Each fall Lesley and the Schoen Family Foundation will sponsor a national conversation on child homelessness. Dr. Jack P. Shonkoff, the Julius B. Richmond FAMRI Professor of Child Health and Development at the Harvard School of Public Health and Harvard Graduate School of Education, and the founding director of the university-wide Center on the Developing Child at Harvard University, is the invited inaugural lecturer. Jack's mission is to bring sound science to bear on public policy decisions affecting the lives of young children. For the next five years Lesley University will host the conversation.
In addition to planning this event each year, Lesley will also support the initiative by creating internship opportunities relevant to child homelessness in Massachusetts. During FY12, the director of the Internship program and division leaders and faculty in Education, Psychology and Applied Therapies, and Social Sciences (where Child Studies is housed), will monitor student internship experiences and assess lessons learned as a way to recreate a post-internship seminar Capstone on Child Homelessness for Education, Applied Therapies, and Child Studies majors. The capstone will alternatively focus on policy advocacy and neuroscience's role in reversing the pernicious cognitive impacts of homelessness, hunger and poverty on children. This integration of seminar and capstone/field services work on child homelessness should enhance students' confidence in their ability to work with homeless children and shelters and to anticipate the learning challenges facing homeless students. Lesley students will emerge as child advocates and faculty will intentionally create learning goals to assess student proficiency and efficacy as child advocates and teachers of homeless children. Our goal is to ensure that at least 10 students per year will have opportunities to work with and observe how homeless children cope with physical, socio-emotional and economic challenges even as they play and learn.

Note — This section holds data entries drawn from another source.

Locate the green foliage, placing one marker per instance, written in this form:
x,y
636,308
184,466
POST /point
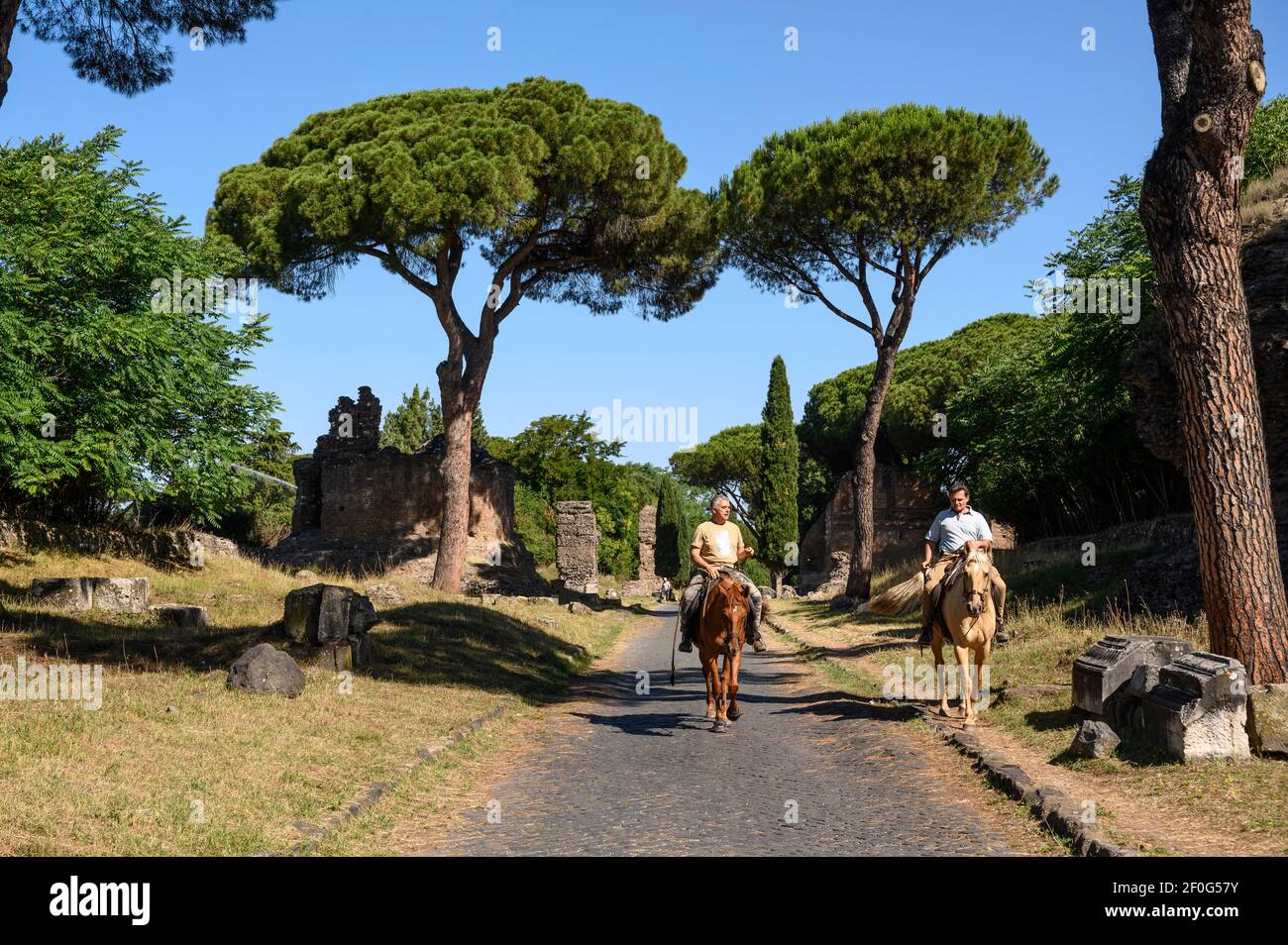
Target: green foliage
x,y
123,44
861,189
541,176
671,553
925,378
263,516
535,523
1266,149
559,458
728,464
780,472
1046,430
142,394
413,422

Throughout the five-year project, development of on-line resources to share information, research findings, data and best practices will be available and promoted specifically through our alumni website and our National Center for Teachers, Counselors and School Leaders web presence. Webinars on issues related to working with homeless children will also be offered and promoted nationally through our Lesley alumni network and educational partnerships.
Student Testimonials
"The child and homelessness initiative, and the course that has accompanied it is very informative and worthwhile. The course, as of yet, has addressed a wide variety of concerns and components to the issue of child homelessness. We have heard from professionals with many different lenses on the subject. We heard from a professional who works at Horizons (a Boston homeless shelter) and has had many years of hands-on experience. We learned about the sociological and economic perspectives of global child homelessness, which opened students eyes at the fact that it is a much bigger issue in the US than it should be. We also heard from a clinical psychologist who has worked a lot with children and trauma, which made students understand how this traumatic event of being homeless can have a huge impact on that child's life. I am thankful to have the opportunity to learn about this crucial topic, and it has only inspired me, and my peers, to want to 'wake up the world'."